Why do transformations of ellipses by matrix transformations remain ellipses.

Question

How do I show that given an ellipse which is transformed by a matrix it will remain an ellipse. (unless the matrix is not invert-able). You could consider a line segment or point as a special case of an ellipse.

Answer 1

Mostly because of this: say $H$ is a square symmetric, and positive definite, matrix. Let your ellipse, or ellipsoid be $$ x^T H x = C $$ for column vector $x$ and positive real constant $C.$ If it is also true that $$ H = P^T G P $$ with symmetric $G,$ then $ x^T H x = C $ becomes $x^T P^T G Px = C.$ Which means that when $x$ satisfies the one with $H,$ then $Px$ satisfies the one with $G$

Answer 2

For the purposes of this solution, a set of the form $$ \mathcal{E}=\mathcal{E}(z,D) = \{ x \in \mathbb{R}^n \mid (x-z)^\top D (x-z) =1\}, $$ in which $D$ is a symmetric, positive semidefinite matrix, is called an ellipse centered at $z$.

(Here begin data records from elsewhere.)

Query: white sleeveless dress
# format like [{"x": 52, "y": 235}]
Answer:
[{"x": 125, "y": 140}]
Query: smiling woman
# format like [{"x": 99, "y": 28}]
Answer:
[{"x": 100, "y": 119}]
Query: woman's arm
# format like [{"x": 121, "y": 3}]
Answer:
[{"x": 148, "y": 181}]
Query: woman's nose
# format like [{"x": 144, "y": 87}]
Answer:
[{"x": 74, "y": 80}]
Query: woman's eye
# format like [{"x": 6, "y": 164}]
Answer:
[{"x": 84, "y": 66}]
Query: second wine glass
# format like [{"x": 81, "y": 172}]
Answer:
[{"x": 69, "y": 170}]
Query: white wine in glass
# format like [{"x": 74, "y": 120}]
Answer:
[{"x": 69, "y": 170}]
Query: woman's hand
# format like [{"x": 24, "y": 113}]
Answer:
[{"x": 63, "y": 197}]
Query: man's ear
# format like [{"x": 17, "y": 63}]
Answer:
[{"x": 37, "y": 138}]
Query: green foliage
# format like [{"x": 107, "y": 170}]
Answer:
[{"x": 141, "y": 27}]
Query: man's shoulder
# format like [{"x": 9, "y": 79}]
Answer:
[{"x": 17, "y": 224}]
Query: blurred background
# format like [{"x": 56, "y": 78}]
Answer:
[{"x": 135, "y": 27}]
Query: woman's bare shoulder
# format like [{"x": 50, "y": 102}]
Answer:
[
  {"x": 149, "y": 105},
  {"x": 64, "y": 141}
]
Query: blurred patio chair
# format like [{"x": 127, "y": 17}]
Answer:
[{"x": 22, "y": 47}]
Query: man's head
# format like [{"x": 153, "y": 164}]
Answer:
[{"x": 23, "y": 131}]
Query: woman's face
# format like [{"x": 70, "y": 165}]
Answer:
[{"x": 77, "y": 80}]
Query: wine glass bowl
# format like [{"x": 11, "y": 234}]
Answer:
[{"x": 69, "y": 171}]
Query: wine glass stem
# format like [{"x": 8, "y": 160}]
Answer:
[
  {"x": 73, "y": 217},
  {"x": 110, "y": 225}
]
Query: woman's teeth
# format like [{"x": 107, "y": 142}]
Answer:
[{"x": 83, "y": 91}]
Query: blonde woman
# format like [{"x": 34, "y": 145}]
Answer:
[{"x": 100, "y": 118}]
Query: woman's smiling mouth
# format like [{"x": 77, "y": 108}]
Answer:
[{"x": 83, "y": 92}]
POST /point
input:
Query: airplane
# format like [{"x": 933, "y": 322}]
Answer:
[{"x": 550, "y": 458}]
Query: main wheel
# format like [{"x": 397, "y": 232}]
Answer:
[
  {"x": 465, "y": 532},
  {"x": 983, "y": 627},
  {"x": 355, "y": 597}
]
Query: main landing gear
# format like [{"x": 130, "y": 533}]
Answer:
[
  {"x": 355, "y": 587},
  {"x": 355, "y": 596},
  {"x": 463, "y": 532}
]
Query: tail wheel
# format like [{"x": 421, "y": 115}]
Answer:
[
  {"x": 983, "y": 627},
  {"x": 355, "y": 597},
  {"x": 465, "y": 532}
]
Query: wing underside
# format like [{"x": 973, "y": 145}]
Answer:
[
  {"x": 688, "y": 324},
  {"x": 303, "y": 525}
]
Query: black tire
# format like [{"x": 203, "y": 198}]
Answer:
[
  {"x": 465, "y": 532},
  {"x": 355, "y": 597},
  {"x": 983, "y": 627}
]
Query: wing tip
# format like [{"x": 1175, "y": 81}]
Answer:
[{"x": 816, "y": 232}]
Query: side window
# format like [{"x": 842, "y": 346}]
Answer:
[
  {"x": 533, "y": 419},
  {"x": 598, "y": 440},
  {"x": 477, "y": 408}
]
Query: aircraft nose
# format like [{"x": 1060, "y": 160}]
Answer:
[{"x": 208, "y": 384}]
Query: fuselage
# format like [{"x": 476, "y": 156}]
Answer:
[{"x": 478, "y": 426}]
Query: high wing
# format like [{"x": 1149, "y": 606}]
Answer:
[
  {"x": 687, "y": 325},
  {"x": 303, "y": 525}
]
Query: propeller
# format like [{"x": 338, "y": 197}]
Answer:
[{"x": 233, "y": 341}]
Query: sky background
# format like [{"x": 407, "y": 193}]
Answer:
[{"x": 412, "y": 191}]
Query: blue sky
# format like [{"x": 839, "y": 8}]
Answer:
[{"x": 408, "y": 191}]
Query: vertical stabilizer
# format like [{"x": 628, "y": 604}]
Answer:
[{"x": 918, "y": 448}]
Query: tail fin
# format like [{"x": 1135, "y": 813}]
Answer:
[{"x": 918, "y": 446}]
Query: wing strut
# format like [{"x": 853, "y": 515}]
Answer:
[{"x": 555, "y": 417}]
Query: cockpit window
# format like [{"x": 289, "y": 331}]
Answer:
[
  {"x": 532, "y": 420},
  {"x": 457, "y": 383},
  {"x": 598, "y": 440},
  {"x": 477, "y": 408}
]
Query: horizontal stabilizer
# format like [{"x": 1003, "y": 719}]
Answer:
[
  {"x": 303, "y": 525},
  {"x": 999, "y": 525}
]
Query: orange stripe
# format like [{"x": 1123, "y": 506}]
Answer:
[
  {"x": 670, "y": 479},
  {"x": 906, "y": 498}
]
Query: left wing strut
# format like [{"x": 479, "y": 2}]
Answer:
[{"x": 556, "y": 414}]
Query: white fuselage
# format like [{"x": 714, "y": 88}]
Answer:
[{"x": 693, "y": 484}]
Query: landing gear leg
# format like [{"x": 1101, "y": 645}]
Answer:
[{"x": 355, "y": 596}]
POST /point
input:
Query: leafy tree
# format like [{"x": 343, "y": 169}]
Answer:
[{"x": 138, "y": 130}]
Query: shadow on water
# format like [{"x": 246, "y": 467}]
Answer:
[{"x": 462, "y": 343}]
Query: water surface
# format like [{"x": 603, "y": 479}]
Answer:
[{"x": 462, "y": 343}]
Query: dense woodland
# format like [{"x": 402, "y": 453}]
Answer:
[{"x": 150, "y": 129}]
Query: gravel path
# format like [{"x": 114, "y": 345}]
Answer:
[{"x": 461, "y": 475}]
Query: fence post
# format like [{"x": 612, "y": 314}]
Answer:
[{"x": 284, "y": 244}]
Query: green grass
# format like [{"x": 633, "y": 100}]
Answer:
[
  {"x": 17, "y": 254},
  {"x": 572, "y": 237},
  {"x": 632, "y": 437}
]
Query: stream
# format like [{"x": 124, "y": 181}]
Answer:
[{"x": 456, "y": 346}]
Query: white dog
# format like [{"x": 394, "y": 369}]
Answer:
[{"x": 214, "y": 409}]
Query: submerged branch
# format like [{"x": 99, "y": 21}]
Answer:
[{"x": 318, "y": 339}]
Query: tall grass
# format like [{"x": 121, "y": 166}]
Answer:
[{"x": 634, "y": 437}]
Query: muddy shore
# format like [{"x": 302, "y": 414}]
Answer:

Proposition: If $A \in M_n(\mathbb{R})$ is an invertible matrix and $A(\mathcal{E}) := \{ y\in \mathbb{R}^n \mid y=Ax,~x\in \mathcal{E}\}$, then $A(\mathcal{E}) = \mathcal{E}(Az,A^{-\top}DA^{-1})$, in which $A^{-\top} := (A^\top)^{-1} = (A^{-1})^\top$.

Proof. If $y\in A(\mathcal{E})$, then $y=Ax$, $x\in \mathcal{E}$. Notice that \begin{align*} (y-Az)^\top A^{-\top}DA^{-1}(y-Az) &= ((x-z)^\top A^\top)A^{-\top}DA^{-1}(A(x-z)) \\ &= (x-z)^\top D(x-z) = 1. \end{align*}
The result follows after showing that the matrix $A^{-\top}DA^{-1}$ is symmetric and positive semidefinite (simple exercise).